Why Cradle sends its engineers to the bench
Cradle also invests in closing a subtler gap: the one between its ML researchers and the biologists who use the platform. The company sends machine-learning researchers and software engineers into the wet lab for about a week each year so they can see firsthand how experimental data is generated. De Reus said the experience helps technical staff understand why biologists think in terms of 96, not 100: early microplates emerged from Gyula Takátsy’s work in 1950s Hungary, while the 96-well format was later refined by John Sever at the NIH and commercialized in the early 1960s.
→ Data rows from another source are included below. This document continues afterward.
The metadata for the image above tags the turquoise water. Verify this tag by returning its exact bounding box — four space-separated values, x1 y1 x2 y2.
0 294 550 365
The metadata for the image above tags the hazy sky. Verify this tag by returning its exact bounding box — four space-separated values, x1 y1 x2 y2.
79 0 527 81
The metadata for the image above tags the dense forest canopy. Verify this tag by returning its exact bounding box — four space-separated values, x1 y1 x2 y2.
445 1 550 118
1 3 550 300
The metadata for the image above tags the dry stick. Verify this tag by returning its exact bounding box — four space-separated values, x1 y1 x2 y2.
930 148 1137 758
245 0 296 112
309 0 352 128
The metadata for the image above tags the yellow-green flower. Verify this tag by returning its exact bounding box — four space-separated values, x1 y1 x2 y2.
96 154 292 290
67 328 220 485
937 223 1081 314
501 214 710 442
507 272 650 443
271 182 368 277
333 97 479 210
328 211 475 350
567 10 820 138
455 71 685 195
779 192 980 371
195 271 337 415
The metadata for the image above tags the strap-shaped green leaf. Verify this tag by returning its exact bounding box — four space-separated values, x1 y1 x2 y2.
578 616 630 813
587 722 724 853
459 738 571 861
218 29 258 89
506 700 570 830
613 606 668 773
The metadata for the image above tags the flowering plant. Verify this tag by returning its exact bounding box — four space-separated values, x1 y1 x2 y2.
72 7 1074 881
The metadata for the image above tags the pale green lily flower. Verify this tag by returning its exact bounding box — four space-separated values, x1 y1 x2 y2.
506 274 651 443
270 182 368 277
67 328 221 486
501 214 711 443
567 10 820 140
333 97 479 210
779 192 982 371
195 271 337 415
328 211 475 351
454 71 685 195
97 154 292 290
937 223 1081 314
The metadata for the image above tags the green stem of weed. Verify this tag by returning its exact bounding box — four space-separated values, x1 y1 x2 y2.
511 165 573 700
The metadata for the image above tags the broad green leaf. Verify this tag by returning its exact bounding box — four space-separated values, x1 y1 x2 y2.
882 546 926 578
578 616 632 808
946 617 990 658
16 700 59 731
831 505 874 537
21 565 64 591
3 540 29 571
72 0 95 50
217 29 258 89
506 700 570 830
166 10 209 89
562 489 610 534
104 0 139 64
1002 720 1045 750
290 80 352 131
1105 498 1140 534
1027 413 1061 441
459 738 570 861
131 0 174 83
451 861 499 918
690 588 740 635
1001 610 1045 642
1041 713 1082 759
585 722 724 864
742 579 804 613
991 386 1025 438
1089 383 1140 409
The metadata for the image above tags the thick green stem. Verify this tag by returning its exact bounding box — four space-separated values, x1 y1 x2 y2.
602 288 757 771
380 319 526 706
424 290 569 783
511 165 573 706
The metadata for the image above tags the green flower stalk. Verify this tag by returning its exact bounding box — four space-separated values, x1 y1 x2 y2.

Standardized by ANSI and the Society for Laboratory Automation and Screening, it became the foundational unit of automated biology. Liquid handlers, plate readers, and high-throughput screening workflows are all built around that 8-by-12 grid. When an ML engineer designs a batch-size parameter or a data-ingestion pipeline without understanding that constraint, the tool fights the workflow instead of fitting it. “That empathy is part of how Cradle builds a product that works in scientists’ hands,” de Reus said.
De Reus sees a broader challenge facing the field. More pharma companies are training foundation models and hiring ML talent, but the hard part, she said, is moving from having a model to deploying it in an organization: how a researcher uses it, how it fits the team’s operating rhythm, and how the learning gets captured. “Humans plus models have to interact, and incentives have to align,” she said.
The constraint-negotiation process illustrates what that looks like in practice. A protein engineer might specify that a therapeutic antibody must maintain thermal stability above 65°C, bind its target with sub-nanomolar affinity, and express well in CHO cells. Those requirements often pull in opposite directions: mutations that boost binding affinity can destabilize the fold, and vice versa. A data scientist working from that constraint list needs to understand which thresholds are hard regulatory requirements and where the team has room to trade off. When the scientist rejoins the discussion, they may spot places where a modest concession on one property opens a much larger region of viable sequence space. The process has to support that dialogue throughout the project, de Reus said, because a model that optimizes the wrong objective wastes experimental cycles no matter how powerful the underlying ML is.
The case for staying out of the clinic
De Reus frames Cradle’s position using a metaphor from outside biology. Microsoft CEO Satya Nadella has argued that AI models will face commoditization and that durable value sits in the scaffolding: the platform where data, applications, and enterprise features live together. De Reus sees the same dynamic in protein science. Google DeepMind CEO Demis Hassabis disagrees, contending that leading labs are pulling away and that algorithmic invention will widen the gap. Cradle is betting on Nadella’s version of the future.
That bet also explains why Cradle chose to sell software rather than develop its own drug pipeline. “At some point you are going to concentrate resources somewhere, the R&D platform or the software,” de Reus said.